THE BUG itself is not going away just yet, either. Given its incubation period, to talk about “eradication”—the truly final term in the leprosy lexicon—on anything less than a twenty-year horizon is vanity. But Kumar was optimistic. In mid 2019, fresh annual data showed India had achieved its lowest-ever rate of G2Ds among new cases, and absolute numbers of new cases were down fifteen thousand from 2016. If the country continued its recent efforts, Kumar had told me in May, “by 2030, India will be leprosy free.” Leprosy free—another slippery term—means zero transmissions, zero new infections. “I am not saying eradication,” Kumar clarified. “I am saying leprosy free. Eradication will take more time.”

There is no roster of those cured of leprosy but impaired by disability, and the number of people currently in need of reconstructive operations is unknown. Shahid Tantray for The Caravan

In October, Kumar announced his imminent transfer out of the NLEP’s Central Leprosy Division. “It’s a loss for the program,” Manimozhi texted me. I called him back to ask if he was worried that the gains of the last few years were in peril. “A good leader has left us, but that’s not going to stop us,” he said. The NLEP might be the head of the anti-leprosy campaign, he said, but the battle against leprosy was, in the end, about heart. “We need to fight!” he said.

There had been moments when Manimozhi’s pugnacious energies seemed to dim a little. On my last morning in Assam, I found him in a contemplative mood over breakfast. “It’s very sad, no?” he said. “Everything is odds against us.” He had sat up late the previous night, reminiscing with Wagh about patients he had loved and admired, and now he was feeling his age, his long years on the job.
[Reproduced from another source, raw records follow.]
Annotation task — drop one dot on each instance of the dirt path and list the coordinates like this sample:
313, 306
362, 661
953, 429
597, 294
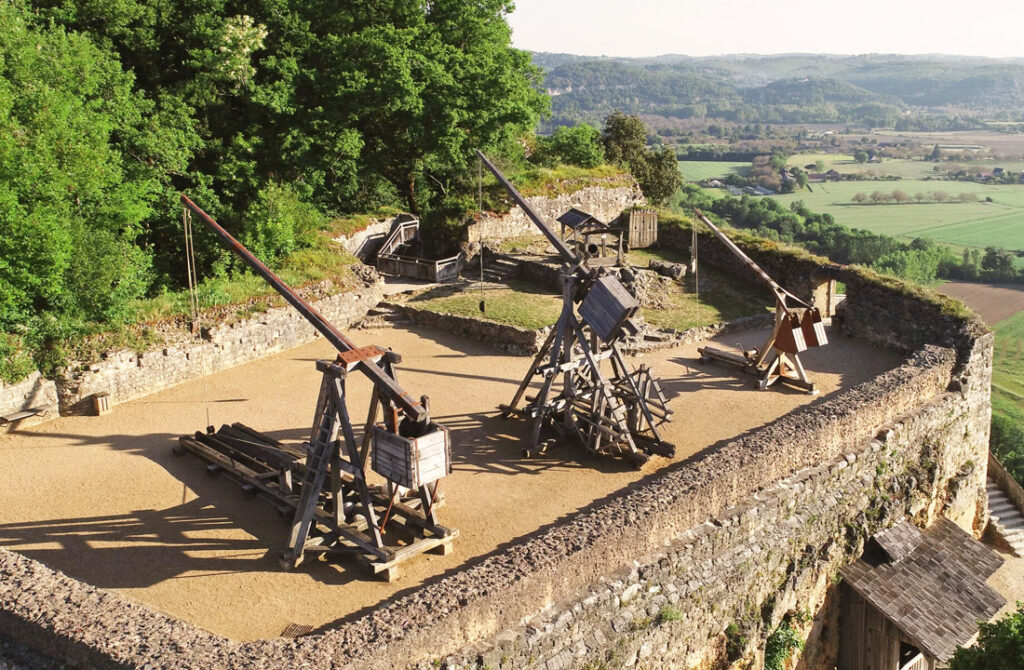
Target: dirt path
104, 500
993, 302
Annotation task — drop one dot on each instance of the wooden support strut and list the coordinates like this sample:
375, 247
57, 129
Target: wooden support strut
777, 360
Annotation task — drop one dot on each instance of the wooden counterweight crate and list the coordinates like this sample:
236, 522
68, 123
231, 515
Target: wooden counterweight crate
411, 462
607, 306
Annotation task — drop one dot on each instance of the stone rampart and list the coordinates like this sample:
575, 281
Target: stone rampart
750, 531
35, 391
124, 375
501, 336
605, 204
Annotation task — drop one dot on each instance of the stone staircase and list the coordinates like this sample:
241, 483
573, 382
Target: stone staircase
1007, 520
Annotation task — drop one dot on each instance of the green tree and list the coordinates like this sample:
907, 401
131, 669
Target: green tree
574, 145
655, 171
625, 138
657, 174
999, 646
353, 105
76, 181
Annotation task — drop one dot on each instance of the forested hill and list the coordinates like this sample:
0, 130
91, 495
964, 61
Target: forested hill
790, 88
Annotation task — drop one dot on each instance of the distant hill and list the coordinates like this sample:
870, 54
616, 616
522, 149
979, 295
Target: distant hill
876, 89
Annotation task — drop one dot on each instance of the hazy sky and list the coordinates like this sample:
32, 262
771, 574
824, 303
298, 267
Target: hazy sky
645, 28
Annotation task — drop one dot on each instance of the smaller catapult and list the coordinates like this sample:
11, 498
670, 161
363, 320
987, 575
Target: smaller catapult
614, 412
324, 487
798, 326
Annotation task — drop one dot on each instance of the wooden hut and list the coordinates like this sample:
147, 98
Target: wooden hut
641, 228
591, 236
914, 596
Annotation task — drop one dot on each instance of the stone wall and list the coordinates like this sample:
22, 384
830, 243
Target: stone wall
605, 204
501, 336
34, 391
127, 374
748, 532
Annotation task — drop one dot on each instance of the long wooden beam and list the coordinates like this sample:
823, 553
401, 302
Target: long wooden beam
555, 241
780, 293
414, 409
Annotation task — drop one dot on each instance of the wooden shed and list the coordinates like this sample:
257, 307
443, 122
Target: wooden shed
914, 596
592, 237
641, 228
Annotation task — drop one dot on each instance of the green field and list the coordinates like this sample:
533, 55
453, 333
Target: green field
907, 169
700, 170
999, 222
1008, 392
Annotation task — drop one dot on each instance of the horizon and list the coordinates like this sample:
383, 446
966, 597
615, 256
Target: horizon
626, 30
779, 54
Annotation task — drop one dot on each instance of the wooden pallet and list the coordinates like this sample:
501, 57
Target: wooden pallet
276, 472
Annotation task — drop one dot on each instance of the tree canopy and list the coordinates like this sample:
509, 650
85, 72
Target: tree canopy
347, 106
625, 140
77, 176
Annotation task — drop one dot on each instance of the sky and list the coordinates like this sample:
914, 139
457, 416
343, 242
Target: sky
647, 28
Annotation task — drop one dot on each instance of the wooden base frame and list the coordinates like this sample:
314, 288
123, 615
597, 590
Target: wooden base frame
334, 510
609, 412
774, 363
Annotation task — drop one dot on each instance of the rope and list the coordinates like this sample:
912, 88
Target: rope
696, 282
479, 217
194, 303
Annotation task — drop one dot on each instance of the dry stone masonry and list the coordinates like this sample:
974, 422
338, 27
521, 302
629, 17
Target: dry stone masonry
695, 566
127, 374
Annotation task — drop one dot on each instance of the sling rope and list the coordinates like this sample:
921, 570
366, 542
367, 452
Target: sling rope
479, 224
194, 302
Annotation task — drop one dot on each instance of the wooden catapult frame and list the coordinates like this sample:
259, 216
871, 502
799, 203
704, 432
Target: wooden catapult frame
324, 488
798, 326
614, 410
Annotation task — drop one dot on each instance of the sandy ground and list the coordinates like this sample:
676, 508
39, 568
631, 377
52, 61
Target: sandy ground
993, 302
104, 500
He wondered whether eradication might not be a misplaced horizon. “Even if new cases ended, people would still have their disabilities,” he said. What worried him most was leprosy the psycho-social affliction, he said, not leprosy the bacterial infection. If leprosy could be understood like dengue—with matter-of-fact public consciousness, with speedy treatment—could that not be considered tantamount to eradication? He tried his hand at sloganeering. “Make leprosy a tamed disease!” he said, gesturing the message into the air like a banner. “Let it be there! Let it no longer damage the lives of people. We can handle it.”

A couple of centuries from now, Cooreman told me, M. leprae might become “commensal”—a harmonious bacterium, perfectly disarmed by our immune systems—rendering leprosy a genuinely tamed disease. In the meantime, the global leprosy community is trying to change how the world thinks of the disease. “In the past, the leprosy burden was narrowly defined as the number of people that require treatment,” Cooreman said. “But there are also patients who require care after cure, and that number is significant—probably manifold higher than the number of cases requiring treatment.”

Among them are people who, like Sunita Gorh, require the attention of a surgeon. But there is no roster of the cured but impaired, and the number of people currently in need of reconstructive operations is unknown. “You’d have to visit every house and ask if there is a person disabled by leprosy,” Kumar told me. “You cannot even estimate.” Whether or when this will happen, he implied, is up to the state healthcare teams. “States need to get their manpower energised, and then get the survey done.”

“Each one do your duty,” Manimozhi intoned over the phone, months after our trip to Assam. It was not only about doctors or healthcare officials stepping up to the plate—and the questions facing the future of leprosy control were not only medical. “The question is, did we make a real change in their lives?” he said. “Let’s be human beings, you know?” He imagined policy makers and doctors, yes, but also sociologists, the media and “the idiots on WhatsApp,” talking about leprosy just as he sees it: a problem we can fix, as a community.